The part of the book everyone quotes is the list of leverage points, the places where a small change produces a large effect. I will not reproduce the whole list, partly because Meadows herself was wary of it being treated as a tidy ranking. The shape of the idea is what matters. The leverage points we reach for most readily, parameters and numbers, tuning a constant here and a buffer there, are the weakest. The ones with real power, the structure of the feedback loops, the goals of the system, the rules, the very paradigm the thing is built around, are the hardest to touch and the ones we mostly leave alone.

That lands hard if you have spent a career adjusting numbers. So much of what I have done under pressure is twiddle a parameter: bump a timeout, raise a limit, add a replica. It works, sometimes, and it is the weakest possible intervention. The reason a service keeps falling over is rarely that one constant was slightly wrong. It is usually that the loop is structured to drive it over, and no amount of constant-twiddling changes the loop.

The flip side is encouraging. When I have managed to make a system genuinely calmer, in hindsight it was nearly always a structural change rather than a tuning one.
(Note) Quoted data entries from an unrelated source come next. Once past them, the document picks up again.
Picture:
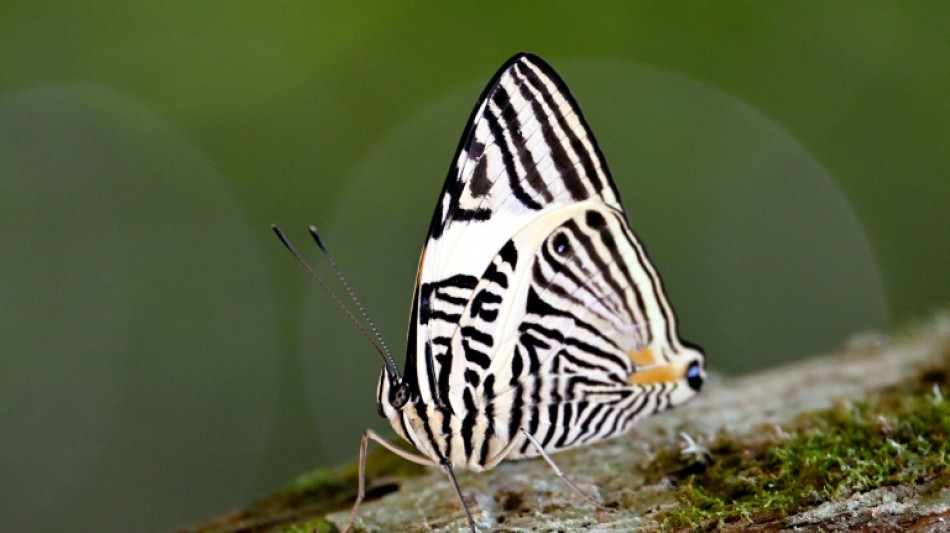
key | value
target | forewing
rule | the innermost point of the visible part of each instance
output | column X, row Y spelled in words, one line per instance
column 526, row 149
Adding backpressure so that an overloaded service slows its callers instead of falling on its face. Changing a retry policy so that failure does not amplify into a storm. Those are loop changes. They are the leverage points the book points at, and they are durable in a way that a tuned threshold never is.

Why systems resist you

The chapter I think about most is the one on why systems surprise us, and on the ways they defend themselves against being fixed. Policy resistance is the one I see constantly: you push on a problem, the system pushes back, and the symptom you fought to suppress reappears somewhere else. You cap one queue and the pressure simply relocates to the next one upstream. The system has a goal, often an emergent one nobody chose deliberately, and it will defend that goal against your tinkering.

There is a humility in that which I have come to value. It is very easy in engineering to believe that a system is misbehaving and needs correcting, when in fact it is behaving exactly as its structure demands and the structure is the thing at fault. Meadows is gentle but firm on this. She talks about working with systems rather than bullying them, about watching their behaviour for long enough to understand the loops before you reach in and start changing things. Most of my worst operational decisions came from reaching in too fast.
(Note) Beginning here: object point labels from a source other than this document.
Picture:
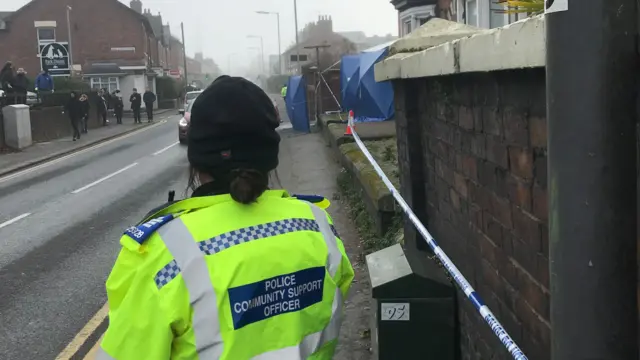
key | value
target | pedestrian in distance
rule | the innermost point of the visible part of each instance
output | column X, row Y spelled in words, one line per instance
column 118, row 106
column 149, row 98
column 84, row 113
column 238, row 270
column 136, row 103
column 74, row 111
column 21, row 86
column 101, row 107
column 44, row 83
She also has a wonderful, slightly unsettling line about bounded rationality: that people behave rationally given the information they can actually see from where they sit, and that if you put a different person in the same position with the same limited view, they will mostly make the same choices. That is the systems-thinking version of blamelessness, and it arrives at it from first principles rather than from kindness. The operator who made the bad call was responding sensibly to the signals available. Change the signals, change the loop, and you change the behaviour. Replace the operator and you change nothing.

What I actually do differently

I draw differently now. When I sketch a system on a whiteboard I used to draw boxes and arrows, components and the calls between them. Now I find myself drawing loops, marking where things accumulate and where the delays are, and asking what behaviour the structure will produce over time rather than just what calls what. It is a small change in notation that turns out to be a large change in what I notice.
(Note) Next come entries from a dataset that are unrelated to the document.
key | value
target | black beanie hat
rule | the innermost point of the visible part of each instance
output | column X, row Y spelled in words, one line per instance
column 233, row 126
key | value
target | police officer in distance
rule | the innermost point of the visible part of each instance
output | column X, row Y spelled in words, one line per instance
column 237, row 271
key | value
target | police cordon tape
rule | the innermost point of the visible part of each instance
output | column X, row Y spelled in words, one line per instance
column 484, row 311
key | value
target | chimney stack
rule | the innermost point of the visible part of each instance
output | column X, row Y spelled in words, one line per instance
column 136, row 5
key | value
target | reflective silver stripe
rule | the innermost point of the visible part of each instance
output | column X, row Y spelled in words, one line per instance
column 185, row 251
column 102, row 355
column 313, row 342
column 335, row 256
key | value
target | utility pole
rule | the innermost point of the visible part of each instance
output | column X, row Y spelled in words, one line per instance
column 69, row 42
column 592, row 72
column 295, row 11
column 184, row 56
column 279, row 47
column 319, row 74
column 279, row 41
I am more patient with slow systems and more suspicious of fast fixes. I assume there is a delay I have not accounted for. I assume the obvious lever is the weak one. And I try, not always successfully, to watch a system's behaviour for a while before deciding I know what is wrong with it.

It is not a long book and it is not a technical one, which is exactly why I keep pressing it on people. The ideas are general enough to apply to a queue, a team, a budget or a climate, and that generality is the point. If you run anything that has feedback in it, which is everything worth running, it is worth the afternoon. Mine has more than earned its place on the shelf, and the loops it taught me to see are still, annoyingly, everywhere I look.